India’s DPI experience offers a replicable model for the Global South. By combining open digital architecture with AI-driven insights, India can create scalable, cost-effective solutions that empower citizens while maintaining strong safeguards. This convergence ensures that technology becomes a public good rather than a private monopoly.

Concerns about AI-driven job disruptions arise from automation replacing routine and repetitive tasks across sectors such as manufacturing, IT services, and customer support. As AI systems become capable of performing cognitive tasks, fears of redundancy among youth and mid-career professionals have intensified.

However, historical evidence from previous technological revolutions suggests that while certain roles diminish, new categories of employment emerge. The key lies in proactive adaptation. The government’s strategy focuses on skilling and re-skilling through National Centres of Excellence for Skilling and sector-specific AI Centres of Excellence in healthcare, agriculture, education, and sustainable cities.

For example, while AI-based automation may reduce manual data-processing roles, it simultaneously increases demand for data scientists, AI trainers, cybersecurity experts, and domain specialists. Thus, the nature of work evolves rather than disappears. Addressing disruptions requires investments in human capital, continuous learning ecosystems, and industry-academia collaboration to ensure workforce resilience.

India’s ambition to become a top three AI superpower reflects a strategic shift from being a technology consumer to a creator. Strengths supporting this goal include a vast IT talent pool, expanding digital infrastructure, semiconductor manufacturing push, electronics PLI schemes, and initiatives like the India-AI Mission. Budgetary support for data centres and cloud infrastructure strengthens compute sovereignty.

However, challenges persist.
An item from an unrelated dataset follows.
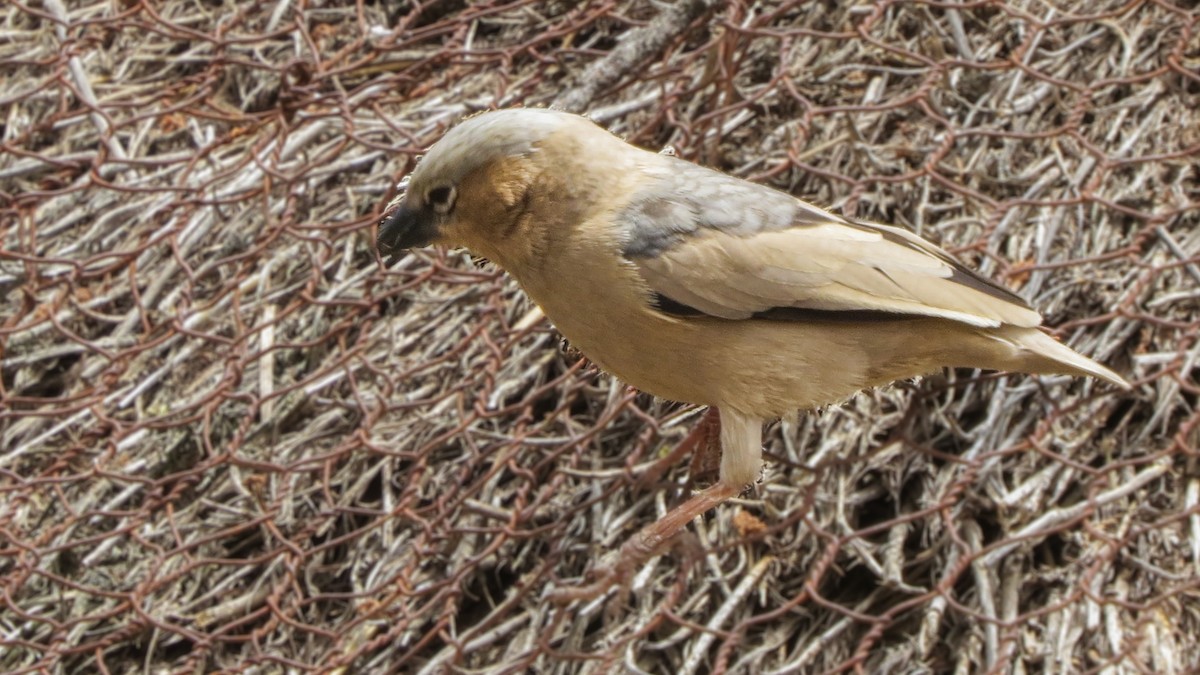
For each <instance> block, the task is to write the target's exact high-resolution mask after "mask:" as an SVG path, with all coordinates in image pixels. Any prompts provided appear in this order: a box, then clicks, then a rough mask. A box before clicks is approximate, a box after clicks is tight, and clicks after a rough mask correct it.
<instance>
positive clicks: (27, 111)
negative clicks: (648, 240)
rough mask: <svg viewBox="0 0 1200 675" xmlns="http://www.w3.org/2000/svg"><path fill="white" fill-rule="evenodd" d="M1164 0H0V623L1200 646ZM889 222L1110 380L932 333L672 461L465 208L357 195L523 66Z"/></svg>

Enterprise-grade AI adoption remains concentrated in select sectors, research funding is lower compared to global leaders, and there is dependence on imported high-end chips. Additionally, ethical risks, regulatory uncertainties, and uneven digital literacy could slow inclusive adoption.

Balancing ambition with safeguards is critical. If India successfully integrates innovation with inclusion—leveraging DPI, multilingual datasets, and targeted skilling—it can offer a distinct development-centric AI model. Failure to address capability gaps or ethical concerns, however, may widen inequalities and undermine public trust.

One prominent example is the use of AI by Amul, which provides real-time cattle health and productivity guidance in Gujarati to 3.6 million women dairy farmers. This demonstrates how AI can empower grassroots producers, enhance incomes, and promote gender inclusion.

In healthcare, AI-driven diagnostics are being deployed for early detection of diseases in remote areas through telemedicine platforms. In education, AI-powered adaptive learning systems provide personalised content in regional languages, ensuring that students outside metropolitan centres receive quality learning support.

These applications show that AI can dissolve divides when aligned with local contexts. By prioritising multilingual access, rural connectivity, and sector-specific innovation, India is attempting to transform AI into a tool of social equity rather than exclusion.

A comprehensive framework would rest on four pillars: innovation, safeguards, inclusion, and capacity-building. First, encourage R&D through public-private partnerships, support for startups, and investments in domestic semiconductor and cloud infrastructure to ensure sovereignty.

Second, institutionalise safeguards through mechanisms such as the IndiaAI Safety Institute, mandatory watermarking of AI-generated content, and strict penalties for misuse including deepfakes and cybercrime. Ethical principles like human oversight, transparency, and fairness must be embedded in system design.

Third, promote inclusion by developing diverse datasets representing India’s linguistic and cultural plurality. Expand AI access to agriculture, healthcare, and education, especially in rural areas. Finally, strengthen skilling ecosystems through Centres of Excellence and curriculum reforms. Such a balanced approach would align with the principle of Sarvajan Hitay, Sarvajan Sukhaye, ensuring AI serves as an engine of equitable national development.